Austin “Jack” DeCoster, 81, who owned Quality Egg, will serve three months in prison to be followed by one year of supervised release, and fined $100,000.
His son, Peter DeCoster, 51, the firm’s chief operating officer, was also sentenced in federal district court in Iowa, to serve three months followed by one year of supervised release, and fined $100,000.
The pair pleaded guilty last year in connection with the distribution of adulterated eggs. They were not taken into custody and can appeal the sentence.
Sentencing and fines
Quality Egg was sentenced to pay a fine of $6.79m and placed on probation for three years.
During 2010, adulterated eggs produced and distributed by Quality Egg were linked to 1,939 reported illnesses in multiple states—a nationwide outbreak of salmonellosis that led to the August 2010 recall of millions of eggs produced by the defendants.
Kevin Techau, US Attorney of the Northern District of Iowa, said the prosecution sends a stern message to anyone tempted to place profits over people’s welfare.
“Corporate officials are on notice. If you sell contaminated food you will be held responsible for your conduct. Claims of ignorance or 'I delegated the responsibility to someone else’ will not shield them from criminal responsibility.”
Dr Stephen Ostroff, US Food and Drug Administration (FDA) Acting Commissioner, said food manufacturers have a responsibility to produce and sell food that is safe for consumers to eat.
“Eggs are commonly consumed nationwide, both on their own and as ingredients in other foods. When manufacturers fail to produce safe food, the FDA will take action to protect public health.”

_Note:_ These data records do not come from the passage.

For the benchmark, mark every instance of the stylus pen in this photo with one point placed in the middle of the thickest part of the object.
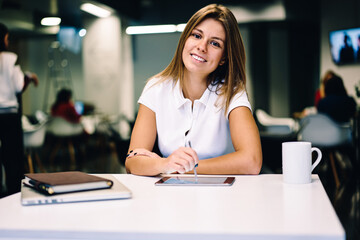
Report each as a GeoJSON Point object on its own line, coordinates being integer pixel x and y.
{"type": "Point", "coordinates": [189, 143]}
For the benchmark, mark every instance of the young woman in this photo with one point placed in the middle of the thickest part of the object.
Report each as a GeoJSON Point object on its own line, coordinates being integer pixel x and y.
{"type": "Point", "coordinates": [197, 107]}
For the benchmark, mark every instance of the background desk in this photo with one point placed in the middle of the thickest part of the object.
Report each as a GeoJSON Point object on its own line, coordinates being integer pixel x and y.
{"type": "Point", "coordinates": [255, 207]}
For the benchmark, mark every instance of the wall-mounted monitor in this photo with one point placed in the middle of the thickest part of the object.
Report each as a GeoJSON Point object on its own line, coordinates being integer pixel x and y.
{"type": "Point", "coordinates": [70, 39]}
{"type": "Point", "coordinates": [345, 46]}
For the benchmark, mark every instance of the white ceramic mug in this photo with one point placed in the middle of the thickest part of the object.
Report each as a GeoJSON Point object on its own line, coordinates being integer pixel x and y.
{"type": "Point", "coordinates": [297, 162]}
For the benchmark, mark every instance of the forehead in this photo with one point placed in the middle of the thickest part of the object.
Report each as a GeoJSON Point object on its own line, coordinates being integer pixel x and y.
{"type": "Point", "coordinates": [212, 27]}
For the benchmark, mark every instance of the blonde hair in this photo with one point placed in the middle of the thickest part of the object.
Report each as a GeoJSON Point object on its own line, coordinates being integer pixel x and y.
{"type": "Point", "coordinates": [230, 78]}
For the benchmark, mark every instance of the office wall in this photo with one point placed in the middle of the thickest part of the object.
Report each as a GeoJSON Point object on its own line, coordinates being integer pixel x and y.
{"type": "Point", "coordinates": [33, 56]}
{"type": "Point", "coordinates": [337, 15]}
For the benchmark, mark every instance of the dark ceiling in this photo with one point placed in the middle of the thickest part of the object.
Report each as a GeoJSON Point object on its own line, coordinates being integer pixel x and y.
{"type": "Point", "coordinates": [22, 14]}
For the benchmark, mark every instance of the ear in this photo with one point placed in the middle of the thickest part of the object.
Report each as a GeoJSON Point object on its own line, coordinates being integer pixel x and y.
{"type": "Point", "coordinates": [222, 62]}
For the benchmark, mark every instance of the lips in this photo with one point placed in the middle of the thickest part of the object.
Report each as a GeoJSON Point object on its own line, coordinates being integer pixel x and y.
{"type": "Point", "coordinates": [198, 58]}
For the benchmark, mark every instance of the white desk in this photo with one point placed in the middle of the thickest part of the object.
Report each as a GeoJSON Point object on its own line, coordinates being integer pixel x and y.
{"type": "Point", "coordinates": [255, 207]}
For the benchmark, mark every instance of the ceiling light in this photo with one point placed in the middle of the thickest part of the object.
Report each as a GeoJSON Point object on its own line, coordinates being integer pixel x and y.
{"type": "Point", "coordinates": [95, 10]}
{"type": "Point", "coordinates": [152, 29]}
{"type": "Point", "coordinates": [50, 21]}
{"type": "Point", "coordinates": [82, 32]}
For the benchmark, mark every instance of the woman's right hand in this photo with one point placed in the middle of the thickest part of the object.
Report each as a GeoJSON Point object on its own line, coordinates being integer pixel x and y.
{"type": "Point", "coordinates": [181, 160]}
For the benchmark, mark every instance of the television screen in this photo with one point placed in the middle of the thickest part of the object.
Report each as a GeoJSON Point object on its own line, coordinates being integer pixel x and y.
{"type": "Point", "coordinates": [70, 39]}
{"type": "Point", "coordinates": [345, 46]}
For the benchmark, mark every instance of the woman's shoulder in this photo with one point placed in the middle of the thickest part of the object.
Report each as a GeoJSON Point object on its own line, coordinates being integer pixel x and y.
{"type": "Point", "coordinates": [9, 57]}
{"type": "Point", "coordinates": [159, 84]}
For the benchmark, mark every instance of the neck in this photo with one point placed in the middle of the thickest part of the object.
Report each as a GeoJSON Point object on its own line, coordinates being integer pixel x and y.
{"type": "Point", "coordinates": [194, 86]}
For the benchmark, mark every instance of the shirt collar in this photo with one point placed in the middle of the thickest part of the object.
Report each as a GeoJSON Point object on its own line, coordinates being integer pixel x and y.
{"type": "Point", "coordinates": [180, 99]}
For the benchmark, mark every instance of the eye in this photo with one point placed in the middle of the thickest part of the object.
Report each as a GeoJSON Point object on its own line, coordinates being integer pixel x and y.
{"type": "Point", "coordinates": [215, 44]}
{"type": "Point", "coordinates": [196, 35]}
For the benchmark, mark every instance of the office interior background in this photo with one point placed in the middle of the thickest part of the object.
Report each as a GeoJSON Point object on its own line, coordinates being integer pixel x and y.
{"type": "Point", "coordinates": [287, 48]}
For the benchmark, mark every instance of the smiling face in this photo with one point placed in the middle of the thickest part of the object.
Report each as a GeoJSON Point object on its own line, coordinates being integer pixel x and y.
{"type": "Point", "coordinates": [204, 49]}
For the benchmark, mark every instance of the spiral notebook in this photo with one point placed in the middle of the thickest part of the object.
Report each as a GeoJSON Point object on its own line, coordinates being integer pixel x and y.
{"type": "Point", "coordinates": [30, 196]}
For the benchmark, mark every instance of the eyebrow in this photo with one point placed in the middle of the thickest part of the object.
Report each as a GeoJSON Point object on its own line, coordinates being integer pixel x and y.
{"type": "Point", "coordinates": [217, 38]}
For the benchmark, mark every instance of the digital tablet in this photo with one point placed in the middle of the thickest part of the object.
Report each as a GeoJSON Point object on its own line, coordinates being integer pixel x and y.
{"type": "Point", "coordinates": [195, 181]}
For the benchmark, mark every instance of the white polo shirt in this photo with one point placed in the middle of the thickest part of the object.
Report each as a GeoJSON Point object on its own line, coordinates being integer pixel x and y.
{"type": "Point", "coordinates": [11, 80]}
{"type": "Point", "coordinates": [207, 124]}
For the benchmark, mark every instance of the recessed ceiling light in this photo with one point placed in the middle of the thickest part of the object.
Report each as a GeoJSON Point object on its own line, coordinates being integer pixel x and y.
{"type": "Point", "coordinates": [50, 21]}
{"type": "Point", "coordinates": [152, 29]}
{"type": "Point", "coordinates": [95, 10]}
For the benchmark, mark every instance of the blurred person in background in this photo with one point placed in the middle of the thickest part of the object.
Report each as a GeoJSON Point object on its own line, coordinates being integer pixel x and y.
{"type": "Point", "coordinates": [12, 83]}
{"type": "Point", "coordinates": [64, 107]}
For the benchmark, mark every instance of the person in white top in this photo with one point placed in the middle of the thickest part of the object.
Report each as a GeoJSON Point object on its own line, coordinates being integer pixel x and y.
{"type": "Point", "coordinates": [197, 108]}
{"type": "Point", "coordinates": [12, 83]}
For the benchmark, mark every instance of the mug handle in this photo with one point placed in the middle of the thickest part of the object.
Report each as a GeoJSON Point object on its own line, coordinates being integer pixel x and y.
{"type": "Point", "coordinates": [318, 158]}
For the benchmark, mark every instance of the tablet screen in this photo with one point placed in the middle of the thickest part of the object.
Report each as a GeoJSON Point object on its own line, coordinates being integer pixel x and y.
{"type": "Point", "coordinates": [199, 181]}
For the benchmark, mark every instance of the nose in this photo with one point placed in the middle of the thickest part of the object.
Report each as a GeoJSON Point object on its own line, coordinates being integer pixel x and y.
{"type": "Point", "coordinates": [202, 45]}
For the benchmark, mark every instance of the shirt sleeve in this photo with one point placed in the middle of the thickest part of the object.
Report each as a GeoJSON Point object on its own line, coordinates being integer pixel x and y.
{"type": "Point", "coordinates": [150, 94]}
{"type": "Point", "coordinates": [239, 100]}
{"type": "Point", "coordinates": [18, 79]}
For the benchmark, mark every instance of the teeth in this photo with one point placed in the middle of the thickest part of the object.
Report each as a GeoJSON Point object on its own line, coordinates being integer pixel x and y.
{"type": "Point", "coordinates": [198, 58]}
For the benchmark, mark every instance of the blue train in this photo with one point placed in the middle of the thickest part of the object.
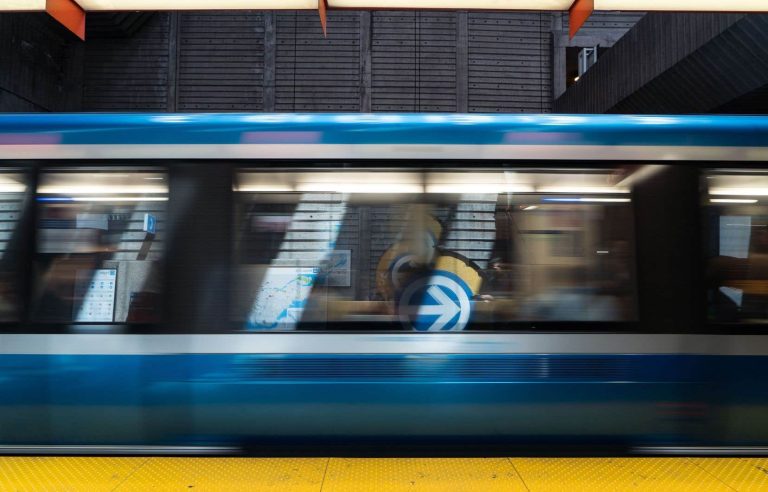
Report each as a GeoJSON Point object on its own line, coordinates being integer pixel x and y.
{"type": "Point", "coordinates": [199, 283]}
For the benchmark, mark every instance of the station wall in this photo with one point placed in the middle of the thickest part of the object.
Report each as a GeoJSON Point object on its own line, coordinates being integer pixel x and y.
{"type": "Point", "coordinates": [408, 61]}
{"type": "Point", "coordinates": [40, 65]}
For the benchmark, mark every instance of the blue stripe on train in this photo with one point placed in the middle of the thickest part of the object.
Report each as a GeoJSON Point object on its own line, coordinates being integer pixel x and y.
{"type": "Point", "coordinates": [475, 129]}
{"type": "Point", "coordinates": [157, 379]}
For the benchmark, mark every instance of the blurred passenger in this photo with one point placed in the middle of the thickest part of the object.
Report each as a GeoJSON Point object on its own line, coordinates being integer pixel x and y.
{"type": "Point", "coordinates": [571, 298]}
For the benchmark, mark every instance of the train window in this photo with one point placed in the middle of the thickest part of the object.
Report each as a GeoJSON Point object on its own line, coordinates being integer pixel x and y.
{"type": "Point", "coordinates": [736, 223]}
{"type": "Point", "coordinates": [431, 251]}
{"type": "Point", "coordinates": [99, 245]}
{"type": "Point", "coordinates": [13, 195]}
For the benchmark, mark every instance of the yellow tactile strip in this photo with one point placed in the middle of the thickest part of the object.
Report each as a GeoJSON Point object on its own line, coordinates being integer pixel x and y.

Quality Egg admitted personnel had disregarded food safety standards and practices and misled customers, including Walmart, about the company’s food safety practices.
The firm pleaded guilty to bribing a US Department of Agriculture (USDA) inspector to release eggs retained for quality issues.
It acknowledged, on at least two occasions in 2010, its employees gave a cash bribe to the inspector in an attempt to influence the release of pallets of retained eggs for sale without re-processing as required by law and USDA standards.
The eggs had been retained or “red tagged” for failing to meet minimum quality grade standards.
Former Quality Egg employee Tony Wasmund, pleaded guilty in September 2012 to one count of conspiracy to bribe a public official, sell restricted eggs with intent to defraud and introduce misbranded food into interstate commerce with intent to defraud and mislead.
Wasmund is scheduled to be sentenced on May 15.
David Plunkett, CSPI senior food safety attorney, said safety should be top of mind for everyone who produces food.
“The DeCosters oversaw conditions on a farm that caused thousands of illnesses and was cited by the Food and Drug Administration for its deplorable conditions.
“Their sentence demonstrates that food businesses that don’t practice food safety are committing a serious crime.”